= Aurrerá =

Former Logo

Aurrerá (word from the Basque language "aurrera" which means "forward") is a defunct grocery chain in Mexico. It started operations in 1958 in Mexico City, and folded in 2001 after being acquired by Walmart.

During 2001 and 2002, the remaining Aurrerá stores became Bodega Aurrerá and Walmart Supercenter stores. In addition, many products (mostly milk) are now marketed at these stores under the Aurrerá brand, similar to Walmart's Great Value brand.

==History and pop culture==
In Mexico, the Arango brothers, Jerónimo, Placido and Manuel, founded the stores Aurrera thinking in a supermarket model, with household items and clothing at cheaper prices. Aurrera in Basque means "Come on", "Forward".

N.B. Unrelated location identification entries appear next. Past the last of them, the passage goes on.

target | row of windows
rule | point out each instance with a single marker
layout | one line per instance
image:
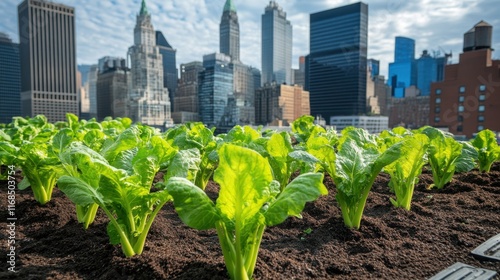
(480, 119)
(461, 89)
(461, 98)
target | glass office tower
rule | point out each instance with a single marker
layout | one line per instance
(403, 71)
(170, 75)
(47, 50)
(336, 65)
(276, 46)
(10, 79)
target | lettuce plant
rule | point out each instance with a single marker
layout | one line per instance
(357, 164)
(487, 148)
(447, 156)
(195, 136)
(249, 200)
(405, 170)
(122, 189)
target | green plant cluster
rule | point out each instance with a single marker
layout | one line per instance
(114, 165)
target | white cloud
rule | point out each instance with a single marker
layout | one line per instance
(192, 26)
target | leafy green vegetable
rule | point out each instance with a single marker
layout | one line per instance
(123, 192)
(357, 165)
(487, 148)
(249, 200)
(406, 169)
(446, 155)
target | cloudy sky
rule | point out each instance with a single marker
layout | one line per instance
(105, 27)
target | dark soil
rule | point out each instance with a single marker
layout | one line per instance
(441, 229)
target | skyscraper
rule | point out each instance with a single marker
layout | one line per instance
(467, 100)
(402, 72)
(186, 99)
(10, 79)
(48, 59)
(111, 88)
(276, 45)
(230, 32)
(216, 85)
(336, 65)
(148, 99)
(170, 75)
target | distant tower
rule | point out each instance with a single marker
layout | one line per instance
(479, 37)
(149, 103)
(230, 32)
(215, 87)
(336, 65)
(111, 88)
(402, 72)
(276, 45)
(170, 75)
(10, 79)
(48, 59)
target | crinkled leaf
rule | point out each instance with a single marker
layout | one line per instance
(306, 187)
(192, 204)
(244, 177)
(467, 159)
(185, 164)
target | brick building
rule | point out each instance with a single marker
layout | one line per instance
(468, 99)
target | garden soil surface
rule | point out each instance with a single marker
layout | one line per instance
(442, 228)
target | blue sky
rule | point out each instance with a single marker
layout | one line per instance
(105, 27)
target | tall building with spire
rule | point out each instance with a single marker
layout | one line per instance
(47, 50)
(276, 45)
(148, 99)
(170, 75)
(230, 32)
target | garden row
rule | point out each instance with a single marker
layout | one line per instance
(111, 165)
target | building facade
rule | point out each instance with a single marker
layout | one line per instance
(373, 124)
(170, 76)
(276, 45)
(148, 99)
(336, 65)
(466, 101)
(47, 50)
(280, 104)
(10, 79)
(215, 88)
(402, 72)
(186, 99)
(229, 29)
(112, 88)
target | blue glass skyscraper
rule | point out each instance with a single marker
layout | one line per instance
(215, 85)
(276, 45)
(336, 65)
(170, 75)
(10, 79)
(402, 72)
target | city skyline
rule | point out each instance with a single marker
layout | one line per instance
(192, 26)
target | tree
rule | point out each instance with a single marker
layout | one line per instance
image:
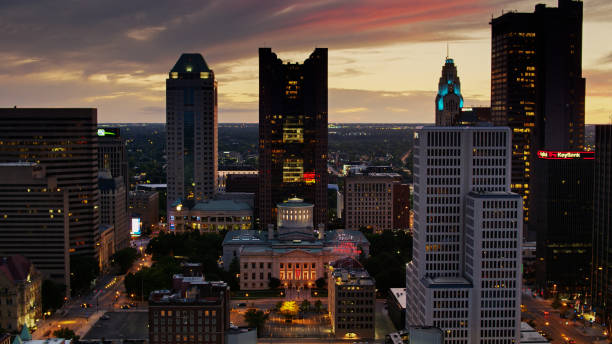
(274, 283)
(124, 259)
(52, 295)
(318, 306)
(321, 283)
(65, 333)
(305, 306)
(256, 318)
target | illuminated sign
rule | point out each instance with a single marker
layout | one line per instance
(135, 227)
(566, 155)
(103, 132)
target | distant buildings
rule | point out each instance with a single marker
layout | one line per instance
(191, 130)
(292, 133)
(294, 254)
(20, 293)
(113, 209)
(54, 138)
(210, 216)
(197, 312)
(449, 100)
(377, 201)
(563, 218)
(601, 277)
(351, 300)
(145, 205)
(465, 275)
(537, 87)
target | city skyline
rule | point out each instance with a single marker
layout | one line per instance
(384, 60)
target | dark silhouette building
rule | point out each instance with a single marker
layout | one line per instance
(537, 87)
(563, 217)
(292, 133)
(601, 278)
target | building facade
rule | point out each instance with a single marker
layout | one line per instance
(537, 87)
(563, 204)
(294, 254)
(449, 100)
(601, 275)
(64, 141)
(20, 293)
(191, 130)
(351, 294)
(198, 312)
(369, 201)
(292, 133)
(113, 209)
(462, 183)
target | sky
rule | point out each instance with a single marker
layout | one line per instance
(385, 56)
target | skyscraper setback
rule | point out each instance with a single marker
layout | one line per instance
(292, 133)
(191, 126)
(537, 87)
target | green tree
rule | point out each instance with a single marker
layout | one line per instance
(274, 283)
(305, 306)
(52, 295)
(124, 259)
(65, 333)
(256, 318)
(83, 270)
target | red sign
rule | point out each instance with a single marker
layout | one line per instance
(566, 155)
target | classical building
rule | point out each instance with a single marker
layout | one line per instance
(601, 275)
(20, 293)
(53, 138)
(113, 210)
(563, 204)
(292, 133)
(197, 312)
(191, 130)
(449, 100)
(34, 219)
(374, 200)
(465, 275)
(351, 299)
(295, 254)
(537, 88)
(145, 205)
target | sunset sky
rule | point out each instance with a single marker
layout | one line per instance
(385, 57)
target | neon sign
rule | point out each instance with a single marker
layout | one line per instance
(555, 155)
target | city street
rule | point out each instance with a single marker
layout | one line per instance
(559, 330)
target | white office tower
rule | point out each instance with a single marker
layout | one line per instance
(464, 277)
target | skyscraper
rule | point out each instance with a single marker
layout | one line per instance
(191, 130)
(465, 277)
(65, 143)
(537, 87)
(449, 100)
(601, 275)
(292, 133)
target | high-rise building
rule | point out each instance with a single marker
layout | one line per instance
(465, 275)
(191, 130)
(563, 216)
(34, 219)
(196, 311)
(369, 200)
(351, 299)
(449, 100)
(113, 210)
(112, 156)
(292, 133)
(65, 143)
(601, 275)
(537, 87)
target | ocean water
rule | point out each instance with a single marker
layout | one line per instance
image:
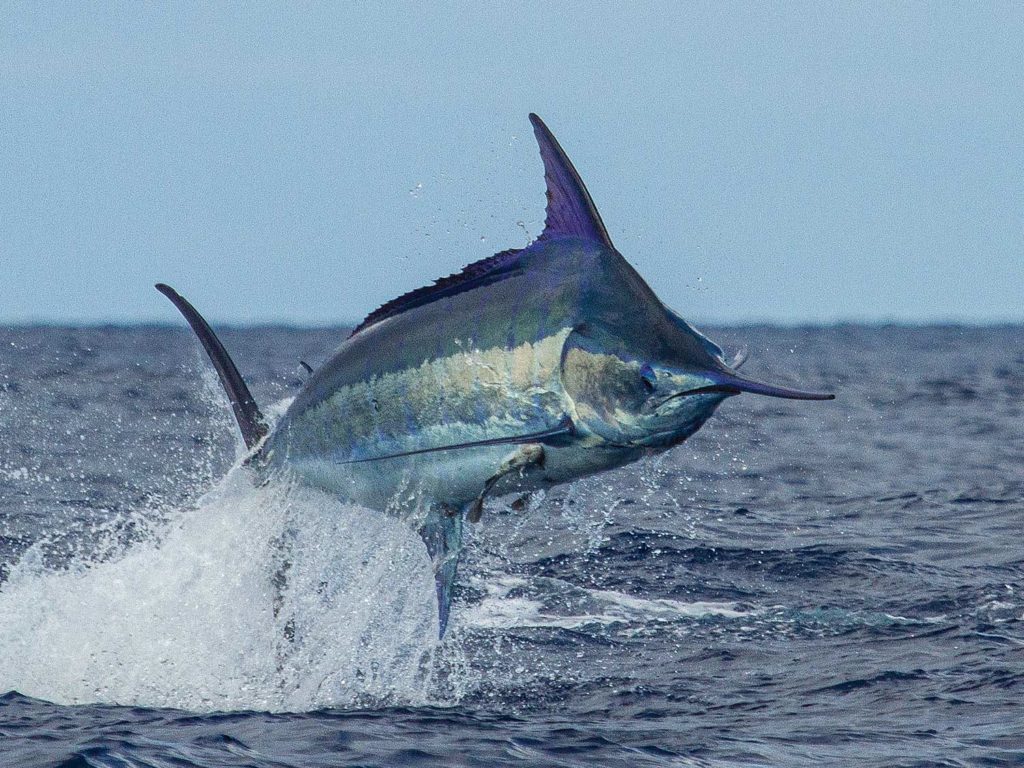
(801, 584)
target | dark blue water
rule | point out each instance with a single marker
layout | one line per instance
(801, 584)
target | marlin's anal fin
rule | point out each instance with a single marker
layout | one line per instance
(525, 456)
(442, 534)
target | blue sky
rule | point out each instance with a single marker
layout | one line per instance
(305, 163)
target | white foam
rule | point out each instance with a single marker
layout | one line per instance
(186, 616)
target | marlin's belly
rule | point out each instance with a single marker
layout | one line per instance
(387, 439)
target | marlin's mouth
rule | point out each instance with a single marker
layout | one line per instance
(729, 384)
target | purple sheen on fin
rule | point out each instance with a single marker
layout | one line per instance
(570, 212)
(477, 274)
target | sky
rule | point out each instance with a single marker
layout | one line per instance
(305, 163)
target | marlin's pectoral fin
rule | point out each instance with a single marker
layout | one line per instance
(531, 454)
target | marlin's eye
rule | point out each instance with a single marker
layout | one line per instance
(648, 377)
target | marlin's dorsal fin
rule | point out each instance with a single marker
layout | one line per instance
(570, 211)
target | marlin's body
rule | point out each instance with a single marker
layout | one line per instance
(480, 366)
(531, 368)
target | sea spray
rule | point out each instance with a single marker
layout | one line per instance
(266, 598)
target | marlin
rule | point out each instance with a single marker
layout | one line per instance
(531, 368)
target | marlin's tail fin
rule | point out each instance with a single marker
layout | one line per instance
(247, 413)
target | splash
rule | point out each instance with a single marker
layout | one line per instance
(273, 598)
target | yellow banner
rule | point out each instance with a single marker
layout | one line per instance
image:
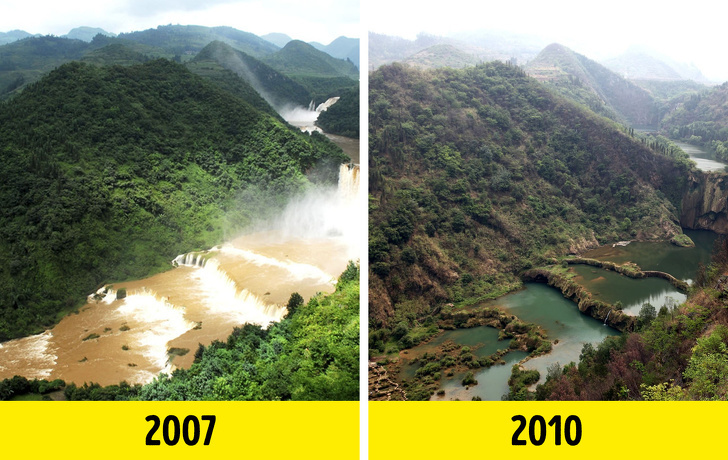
(179, 430)
(544, 430)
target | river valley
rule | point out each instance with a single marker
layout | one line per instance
(158, 325)
(565, 325)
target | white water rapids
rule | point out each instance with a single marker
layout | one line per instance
(246, 280)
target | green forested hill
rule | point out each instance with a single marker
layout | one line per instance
(342, 118)
(276, 88)
(294, 359)
(298, 58)
(180, 40)
(480, 173)
(701, 119)
(109, 172)
(322, 75)
(25, 61)
(593, 85)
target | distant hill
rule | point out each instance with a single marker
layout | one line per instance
(441, 56)
(639, 63)
(298, 58)
(109, 172)
(385, 49)
(277, 89)
(593, 85)
(182, 40)
(115, 54)
(482, 45)
(344, 48)
(478, 174)
(277, 39)
(701, 119)
(15, 35)
(664, 90)
(27, 60)
(87, 33)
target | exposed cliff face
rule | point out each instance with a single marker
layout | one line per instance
(705, 202)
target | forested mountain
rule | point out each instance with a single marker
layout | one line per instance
(644, 64)
(341, 48)
(180, 40)
(473, 47)
(26, 60)
(593, 85)
(277, 89)
(299, 59)
(87, 33)
(277, 39)
(342, 118)
(441, 56)
(478, 174)
(322, 75)
(109, 172)
(14, 35)
(701, 119)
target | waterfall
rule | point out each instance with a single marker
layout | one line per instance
(348, 188)
(324, 106)
(223, 296)
(191, 259)
(298, 271)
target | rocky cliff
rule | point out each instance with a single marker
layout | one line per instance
(705, 202)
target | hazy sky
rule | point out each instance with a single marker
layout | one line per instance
(310, 20)
(688, 31)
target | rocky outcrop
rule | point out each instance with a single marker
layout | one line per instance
(705, 202)
(583, 299)
(630, 270)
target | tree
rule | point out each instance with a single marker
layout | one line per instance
(294, 302)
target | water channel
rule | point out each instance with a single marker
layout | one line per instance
(546, 306)
(704, 160)
(157, 327)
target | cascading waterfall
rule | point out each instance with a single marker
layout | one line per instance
(225, 297)
(191, 259)
(164, 321)
(327, 213)
(247, 280)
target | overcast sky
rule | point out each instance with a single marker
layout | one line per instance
(309, 20)
(688, 31)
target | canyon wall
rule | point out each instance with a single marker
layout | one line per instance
(705, 203)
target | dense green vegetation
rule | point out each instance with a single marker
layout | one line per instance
(277, 88)
(312, 354)
(478, 174)
(342, 118)
(109, 172)
(298, 58)
(589, 83)
(701, 119)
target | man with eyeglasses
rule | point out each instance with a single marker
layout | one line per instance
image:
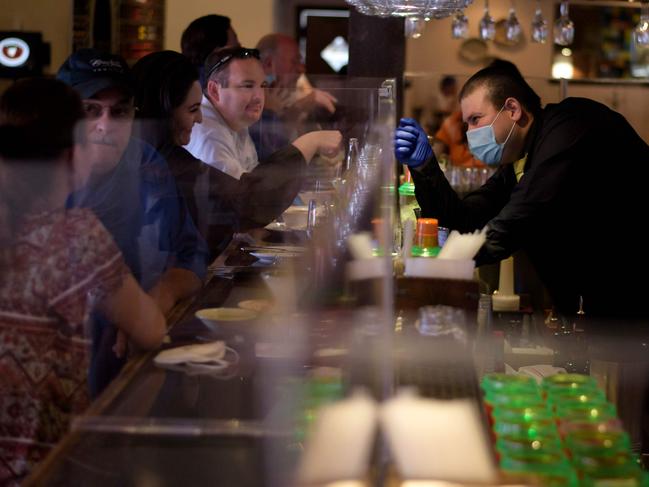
(133, 193)
(233, 100)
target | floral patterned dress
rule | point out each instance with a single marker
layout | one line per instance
(62, 261)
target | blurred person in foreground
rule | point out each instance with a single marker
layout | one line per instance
(287, 108)
(56, 264)
(168, 97)
(559, 188)
(233, 100)
(133, 193)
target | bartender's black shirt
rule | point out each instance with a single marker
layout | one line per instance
(578, 210)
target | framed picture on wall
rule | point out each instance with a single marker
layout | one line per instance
(604, 46)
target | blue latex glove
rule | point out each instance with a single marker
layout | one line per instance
(411, 145)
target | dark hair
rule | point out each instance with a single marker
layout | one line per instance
(39, 120)
(162, 81)
(447, 82)
(503, 80)
(217, 63)
(202, 36)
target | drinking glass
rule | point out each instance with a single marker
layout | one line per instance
(460, 26)
(564, 28)
(487, 25)
(539, 26)
(641, 32)
(512, 26)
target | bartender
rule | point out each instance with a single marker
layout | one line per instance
(569, 190)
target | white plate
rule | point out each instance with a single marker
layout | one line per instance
(206, 352)
(214, 316)
(273, 254)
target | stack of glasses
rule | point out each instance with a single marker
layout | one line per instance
(563, 432)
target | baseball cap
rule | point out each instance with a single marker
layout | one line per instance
(90, 71)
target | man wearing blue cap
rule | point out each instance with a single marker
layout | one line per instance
(132, 192)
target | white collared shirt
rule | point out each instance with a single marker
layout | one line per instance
(216, 144)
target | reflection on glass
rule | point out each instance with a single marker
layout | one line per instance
(512, 26)
(487, 25)
(564, 28)
(641, 32)
(539, 26)
(460, 26)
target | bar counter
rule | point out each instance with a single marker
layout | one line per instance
(159, 427)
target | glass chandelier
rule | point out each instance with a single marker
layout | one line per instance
(423, 9)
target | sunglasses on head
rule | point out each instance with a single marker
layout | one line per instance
(240, 53)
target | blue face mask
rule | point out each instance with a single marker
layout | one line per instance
(483, 145)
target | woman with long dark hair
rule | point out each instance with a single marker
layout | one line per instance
(168, 97)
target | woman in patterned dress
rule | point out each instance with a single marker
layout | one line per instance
(55, 265)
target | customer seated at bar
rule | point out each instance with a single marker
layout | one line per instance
(133, 193)
(569, 190)
(233, 99)
(168, 97)
(287, 112)
(205, 34)
(56, 264)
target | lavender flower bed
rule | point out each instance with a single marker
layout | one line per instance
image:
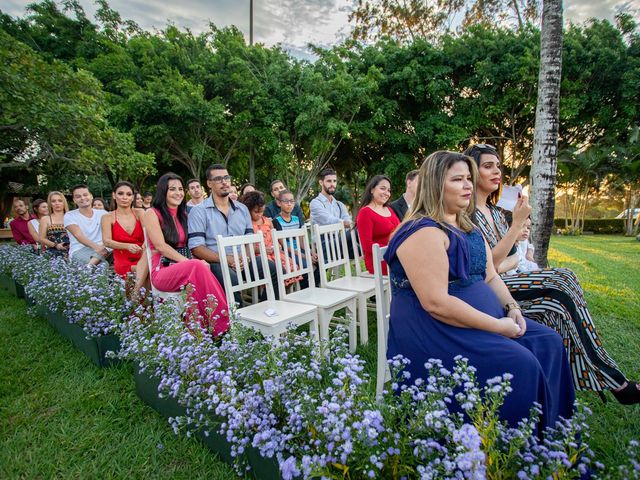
(83, 304)
(309, 409)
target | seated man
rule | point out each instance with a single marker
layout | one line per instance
(273, 208)
(403, 203)
(328, 210)
(83, 225)
(20, 224)
(219, 215)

- 1958: Opens the first store Aurrera, with the branche Bolívar.
- 1960: Begins to operate stores Superama 1960.
- 1964: Starts operations Vips Restaurants 1964.
- 1970: Begins Suburbia and Bodega Aurrerá operations.
- 1976: Inaugurate First Distribution Center in Mexico (in Spanish, CEDIS).
- 1978: Opening of restaurants El Portón (The Gate).
- 1986: Makes the organization Grupo Cifra, for the administration of stores and restaurants in Mexico.
- 1990: Aurrerá starts the barcode system in Mexico.
- 1991: Walmart and Cifra makes a joint venture. Creation of the International Division of Walmart Stores and signed a partnership agreement with Cifra. Born the first Sam's Club in Mexico.
- 1993: Began operations Walmart Supercenter. The supermarkets Aurrerá changes style and design in Walmart stores.
- 1994: They're joined Suburbia and Vips inner the association Cifra/Walmart Distribuidora, S.A. de C.V.
- 1997: Walmart buys most of the shares and acquiring control of the company.
- 1999: Following the implementation of NAFTA [North American Free Trade Agreement]; Grupo CIFRA initiates Mexico's first duty-free importation of fresh Canadian Beef from Biological Farm Management Systems (BFMS) Inc., an Alberta, CANADA export company.
- 2000: Grupo Cifra renames figure at Walmart de Mexico.
- 2001: Aurrera stores become Walmart Supercenters and Warehouse Aurrera.

This store has appeared in many telenovelas and Mexican films.